The City and the City does feel like a major departure to me. It’s thematically different; the language is less baroque, more austere. The book was written as a present to my Mum, a great reader of crime novels, and so it’s faithful to the protocols of crime. The whole book is also based on political borders and looks at the logic of borders and their absurdity, and exaggerates them. Unseeing is a slight exaggeration of what we do all the time.
There was a key line for me about the hero going to a conference about policing split cities such as Jerusalem. It confirmed for me that the book was about our world, exaggerated. In some ways it felt like a satire.
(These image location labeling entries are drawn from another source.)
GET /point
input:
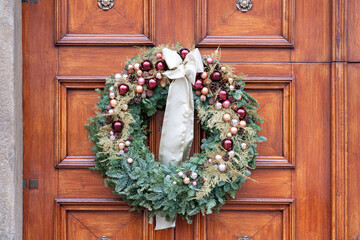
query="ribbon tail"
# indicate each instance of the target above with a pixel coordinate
(178, 125)
(162, 223)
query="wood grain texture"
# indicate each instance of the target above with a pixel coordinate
(339, 150)
(255, 218)
(93, 218)
(220, 23)
(352, 164)
(311, 180)
(84, 23)
(76, 100)
(312, 31)
(59, 82)
(39, 70)
(350, 19)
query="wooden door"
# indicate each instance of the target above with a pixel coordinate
(284, 48)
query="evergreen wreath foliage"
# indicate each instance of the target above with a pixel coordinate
(134, 173)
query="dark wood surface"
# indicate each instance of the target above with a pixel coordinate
(295, 55)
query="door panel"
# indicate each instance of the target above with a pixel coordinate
(290, 193)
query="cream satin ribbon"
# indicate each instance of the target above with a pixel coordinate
(178, 126)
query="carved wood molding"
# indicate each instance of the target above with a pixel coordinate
(339, 131)
(285, 206)
(286, 84)
(63, 83)
(339, 176)
(65, 205)
(63, 37)
(284, 40)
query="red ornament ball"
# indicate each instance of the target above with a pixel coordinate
(198, 84)
(183, 52)
(160, 65)
(227, 144)
(216, 76)
(241, 113)
(117, 126)
(123, 89)
(222, 95)
(146, 65)
(151, 83)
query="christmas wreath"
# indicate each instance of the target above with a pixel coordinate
(226, 112)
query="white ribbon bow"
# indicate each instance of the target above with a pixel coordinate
(178, 125)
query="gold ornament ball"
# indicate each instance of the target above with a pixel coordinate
(125, 107)
(231, 81)
(233, 130)
(207, 81)
(226, 117)
(139, 89)
(243, 146)
(117, 76)
(111, 95)
(242, 123)
(186, 180)
(136, 66)
(234, 122)
(204, 90)
(204, 75)
(121, 145)
(163, 83)
(113, 103)
(158, 75)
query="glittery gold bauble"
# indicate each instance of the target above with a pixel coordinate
(113, 103)
(226, 117)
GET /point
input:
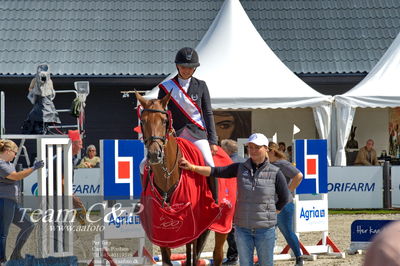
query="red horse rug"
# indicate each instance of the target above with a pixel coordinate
(191, 209)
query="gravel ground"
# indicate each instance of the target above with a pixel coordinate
(339, 231)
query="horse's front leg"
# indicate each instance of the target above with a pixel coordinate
(218, 253)
(166, 256)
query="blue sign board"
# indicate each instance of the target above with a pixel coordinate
(311, 160)
(365, 230)
(121, 173)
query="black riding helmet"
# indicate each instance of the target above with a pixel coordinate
(187, 57)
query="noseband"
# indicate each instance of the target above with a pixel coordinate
(164, 138)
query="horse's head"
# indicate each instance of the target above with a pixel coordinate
(155, 122)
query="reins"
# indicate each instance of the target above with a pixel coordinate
(164, 140)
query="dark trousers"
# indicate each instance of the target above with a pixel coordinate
(10, 212)
(232, 253)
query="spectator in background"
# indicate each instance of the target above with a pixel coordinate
(385, 248)
(231, 148)
(285, 217)
(90, 160)
(367, 155)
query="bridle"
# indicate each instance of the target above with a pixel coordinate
(164, 139)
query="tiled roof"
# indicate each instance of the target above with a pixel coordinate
(131, 37)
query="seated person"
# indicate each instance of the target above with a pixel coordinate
(90, 160)
(367, 155)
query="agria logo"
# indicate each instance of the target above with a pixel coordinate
(35, 189)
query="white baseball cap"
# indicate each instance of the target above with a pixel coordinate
(258, 139)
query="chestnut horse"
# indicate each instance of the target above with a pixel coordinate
(163, 155)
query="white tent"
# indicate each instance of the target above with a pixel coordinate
(242, 72)
(380, 88)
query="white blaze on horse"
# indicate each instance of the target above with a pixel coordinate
(179, 208)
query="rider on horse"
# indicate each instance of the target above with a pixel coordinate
(190, 105)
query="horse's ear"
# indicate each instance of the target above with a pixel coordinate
(164, 101)
(141, 99)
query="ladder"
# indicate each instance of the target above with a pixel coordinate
(81, 90)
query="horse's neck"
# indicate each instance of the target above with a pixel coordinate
(172, 155)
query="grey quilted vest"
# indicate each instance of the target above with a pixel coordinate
(255, 206)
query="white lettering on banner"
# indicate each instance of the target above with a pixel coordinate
(355, 187)
(349, 186)
(86, 189)
(308, 214)
(369, 230)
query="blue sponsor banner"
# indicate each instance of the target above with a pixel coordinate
(311, 160)
(121, 160)
(365, 230)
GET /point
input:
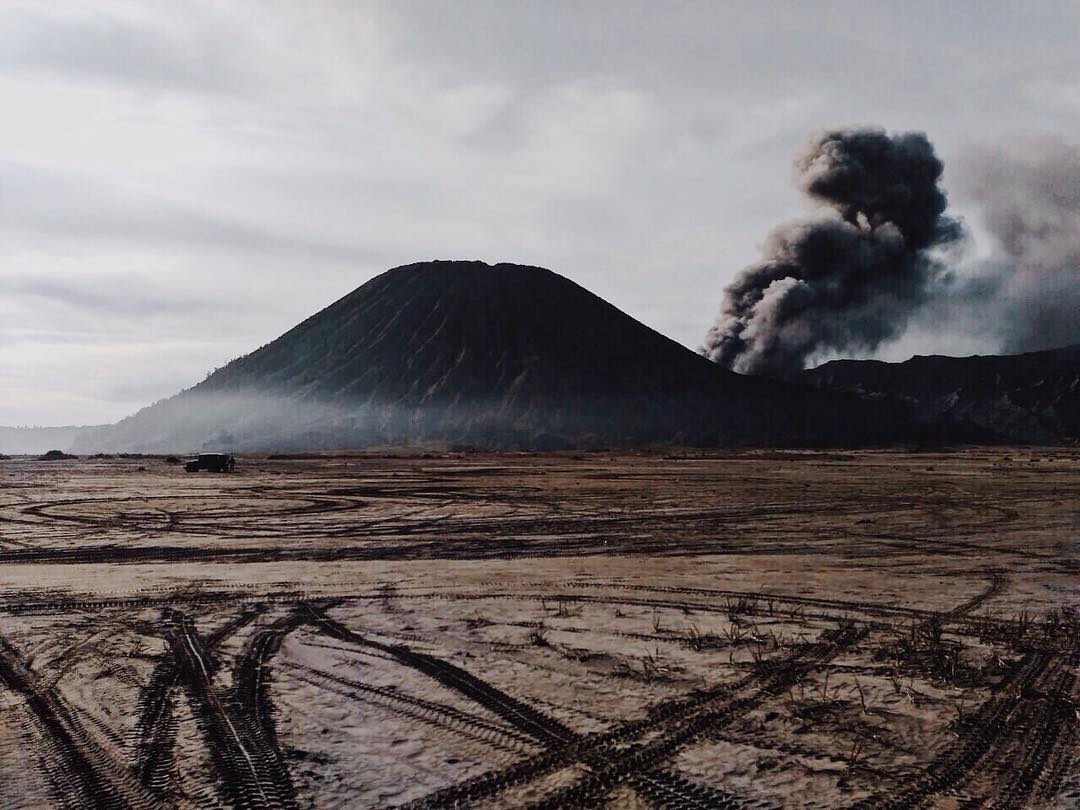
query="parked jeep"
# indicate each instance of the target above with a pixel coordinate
(211, 461)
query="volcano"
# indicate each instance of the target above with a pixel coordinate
(467, 353)
(1022, 399)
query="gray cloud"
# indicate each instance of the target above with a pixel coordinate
(275, 156)
(1028, 193)
(852, 275)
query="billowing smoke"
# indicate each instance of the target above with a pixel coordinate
(1028, 289)
(850, 277)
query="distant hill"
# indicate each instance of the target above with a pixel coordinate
(1031, 397)
(36, 441)
(466, 353)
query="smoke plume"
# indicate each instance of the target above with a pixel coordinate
(1028, 193)
(851, 275)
A caveat on that line about split cities. I acknowledge that there will be political or metaphoric readings of the book. But the character who speaks next says that those cities (in the quote) are nothing like ours (Beszel and Ul Qoma). I hope that the ramifications are occurring to readers, but I abjure narrowly reductive metaphorical readings. The two overlaid cities have to have a reality of their own or the novel becomes an allegory, which I don’t like. The fantastic in fiction walks a fine line between being reducible to a metaphor and having a belief in its own reality.
What also impressed me was how well it does work as a crime novel, a real murder mystery but set in a fictionalized city.
It’s a very straight crime novel; it obeys the rules of a police procedural with an almost camp fidelity. It’s in three sections, one in each of the two overlaid cities, and then a third. The first section is straight out of Inspector Lindley with the detective and his female sidekick. The second section is 48 Hours and is a buddy-cop story and the third section is a political conspiracy thriller. It’s still a straight crime novel which some crime readers have read and enjoyed as a crime novel.
There is a generic resentment against people who come in from outside and are clodhopping, bumping into the furniture. But if someone comes in and is respectful, people are delighted. I wanted to be someone who came into the crime genre, knew what had gone before and was respectful. I read a huge number of crime novels before writing this.